Kacho has polycystic kidney disease and the donated kidney came from her daughter. She said she has always been cautious about taking any medication and putting strain on the organ.
The retired university instructor said she has more back pain today than when she went to the Rothbart clinic and now uses a cane.
Nine patients of the clinic developed serious bacterial infections, including meningitis and epidural abscesses, between August and November 2012. Some were left with permanent nerve damage, causing bladder and bowel incontinence and an inability to walk without canes.
Two patients profiled by the Star said they became sick shortly after getting epidural steroid injections from anesthesiologist Dr. Stephen James. TPH said all nine patients were injected by the same individual working at the clinic.
James said he was unknowingly “colonized” by Staphylococcus aureus bacteria. The bacteria was on his skin but had not made him sick. About 25 per cent of people have the bacteria on their skin and in their noses. It can make people sick if it enters a wound.
Patients profiled by the Star said no one volunteered to them that they were infected at the clinic — not the Rothbart clinic, not James, not Toronto Public Health (TPH), which investigated the outbreak, and not the College of Physicians and Surgeons of Ontario (CPSO), which has regulatory oversight of such clinics, known as “out-of-hospital” premises.
The TPH investigation included an infection-control audit, done in conjunction with Public Health Ontario. It found 170 deficiencies, including improperly sterilized equipment.

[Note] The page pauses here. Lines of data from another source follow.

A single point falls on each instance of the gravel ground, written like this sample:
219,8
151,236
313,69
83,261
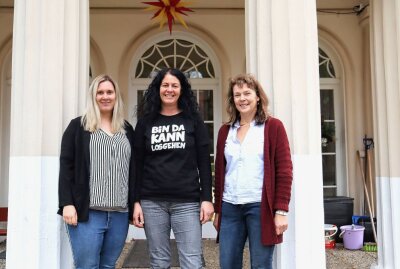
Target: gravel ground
338,258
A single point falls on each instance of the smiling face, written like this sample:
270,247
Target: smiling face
170,90
105,97
245,100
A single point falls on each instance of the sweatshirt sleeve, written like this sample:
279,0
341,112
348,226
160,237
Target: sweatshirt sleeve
139,152
283,170
66,176
203,160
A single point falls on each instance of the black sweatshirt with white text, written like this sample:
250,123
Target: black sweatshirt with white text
172,159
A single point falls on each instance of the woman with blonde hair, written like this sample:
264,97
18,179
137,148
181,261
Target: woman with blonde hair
96,177
253,177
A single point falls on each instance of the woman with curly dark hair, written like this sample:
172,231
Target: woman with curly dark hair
173,185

TPH has never made the results of its investigation public.
But there is no mention on the CPSO website that there was an outbreak, that there were infection-control breaches or that people were made ill.
Gelinas said she is “really, really worried” that the province is moving services out of hospitals and into clinics that do not have the same level of oversight and accountability.
Health Minister Eric Hoskins said in a written statement that improving transparency in the health system is a top priority. He noted that the CPSO last year amended a bylaw allowing details of inspection outcomes to be posted on its website.
“With this bylaw, the CPSO has the tools to ensure that the public is well informed about the results of CPSO inspections,” he said.
“Ontarians have my commitment that we will work with our partners, including the CPSO, Public Health Ontario and our local public health units, to identify new ways that we can make information available to patients and improve the transparency of our system,” Hoskins added.
Kacho only learned on Saturday evening that her meningitis was linked to her treatment at the clinic. That’s when she said she got a “shocking” phone call from a TPH official.
TPH has been trying to reach the nine patients infected during the outbreak since Friday, the day before the Star article appeared.
“We are in the process of contacting these individuals as a courtesy and to ensure transparency. Our goal is to ensure that patients were aware that an investigation that they were part of was likely going to be profiled by a media outlet,” TPH spokesperson Lenore Bromley said.
TPH earlier this month told the Star that the infected patients had been contacted during the outbreak, at which time they were informed of the investigation into the clinic and told there had been breaches in infection control. But Bromley last week corrected that information, saying a review of how the outbreak was handled revealed not all patients had been given that information.